Stephen Rose: Zunächst sollten Messen nicht als physische Ausstellung verstanden werden, sondern als ein Anlass, sich im Wettbewerberumfeld einem interessieren Publikum zu zeigen. Und diesen Anlass verstehen wir als Teil der sogenannten „Customer Journey“ mit verschiedenen digitalen und physischen Interaktionspunkten – mit dem Ziel, neue Geschäftsbeziehungen zu ermöglichen und bestehende zu vertiefen. Die Entscheidung, auf welchen Messen wir als Aussteller aufzutreten, basiert auf Kriterien, die je nach Geschäftszielen und Zielgruppen unterschiedlich gewichtet werden.

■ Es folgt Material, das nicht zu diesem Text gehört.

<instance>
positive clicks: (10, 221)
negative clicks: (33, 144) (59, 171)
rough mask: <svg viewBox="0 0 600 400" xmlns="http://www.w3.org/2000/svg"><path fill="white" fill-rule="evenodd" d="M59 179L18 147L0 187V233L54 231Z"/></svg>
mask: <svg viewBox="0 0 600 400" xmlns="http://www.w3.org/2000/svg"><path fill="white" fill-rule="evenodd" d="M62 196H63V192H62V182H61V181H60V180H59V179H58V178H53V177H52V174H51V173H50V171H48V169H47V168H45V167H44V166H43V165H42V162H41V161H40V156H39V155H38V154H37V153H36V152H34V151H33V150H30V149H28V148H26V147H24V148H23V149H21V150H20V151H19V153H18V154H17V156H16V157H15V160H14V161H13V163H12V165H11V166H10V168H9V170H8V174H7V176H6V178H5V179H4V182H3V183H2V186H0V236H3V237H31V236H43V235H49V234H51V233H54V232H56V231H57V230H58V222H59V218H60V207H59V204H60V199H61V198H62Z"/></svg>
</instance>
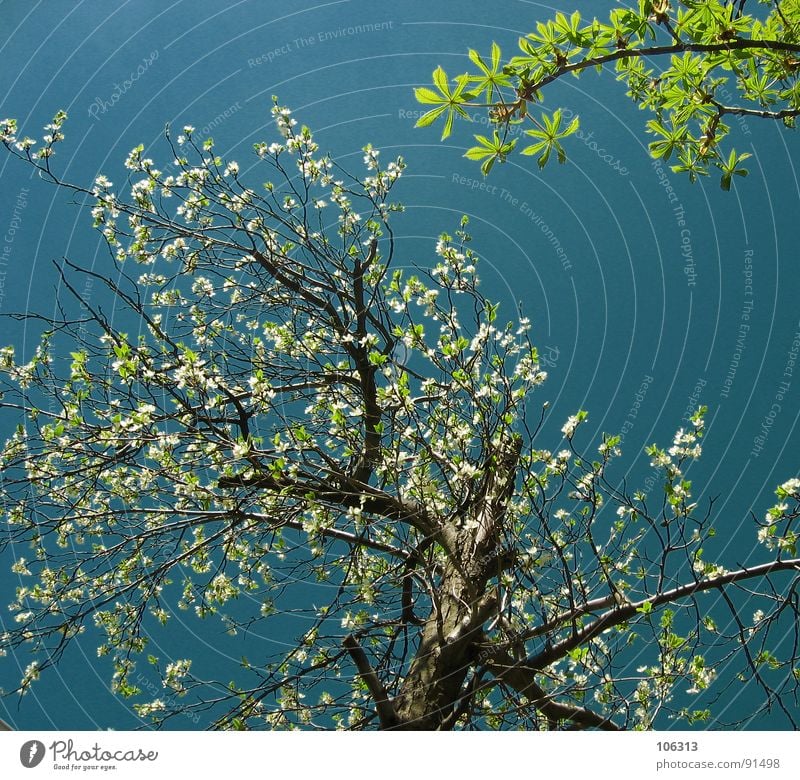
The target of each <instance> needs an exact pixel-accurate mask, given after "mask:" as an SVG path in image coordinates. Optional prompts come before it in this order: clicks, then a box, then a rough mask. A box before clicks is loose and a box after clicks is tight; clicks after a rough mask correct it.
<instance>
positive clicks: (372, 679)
mask: <svg viewBox="0 0 800 780" xmlns="http://www.w3.org/2000/svg"><path fill="white" fill-rule="evenodd" d="M342 644H343V645H344V647H345V649H346V650H347V652H348V653H350V657H351V658H352V659H353V663H354V664H355V665H356V669H358V673H359V675H360V676H361V679H362V680H363V681H364V683H365V684H366V686H367V688H369V692H370V695H371V696H372V698H373V699H374V701H375V708H376V710H377V711H378V718H379V719H380V721H381V728H383V729H391V728H394V727H395V726H397V725H398V723H399V722H400V720H399V718H398V717H397V712H396V711H395V709H394V704H392V702H391V700H390V699H389V694H388V693H387V692H386V688H384V687H383V683H381V681H380V680H379V679H378V675H377V674H375V670H374V669H373V668H372V666H371V665H370V663H369V659H368V658H367V654H366V653H365V652H364V651H363V650H362V649H361V645H359V644H358V640H357V639H356V638H355V637H354V636H353V635H352V634H348V635H347V636H346V637H345V638H344V639H343V640H342Z"/></svg>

Ulrich Sendler: Welches sind Ihre Ziele als Aussteller?

Stephen Rose: Die Ziele sind je nach Messe unterschiedlich und reichen von reiner Geschäftsanbahnung, über Partnergewinnung und Dialog im Ecosystem bis hin zu kommunikationsrelevanten Zielen im Bereich von Pressearbeit, Image und Reputation.

Ulrich Sendler: Wo erreichen Sie diese Ziele derzeit am besten?

Stephen Rose: Das kommt sehr auf die jeweilige Zielsetzung sowie die unterschiedlichen Märkte und Zielgruppen an.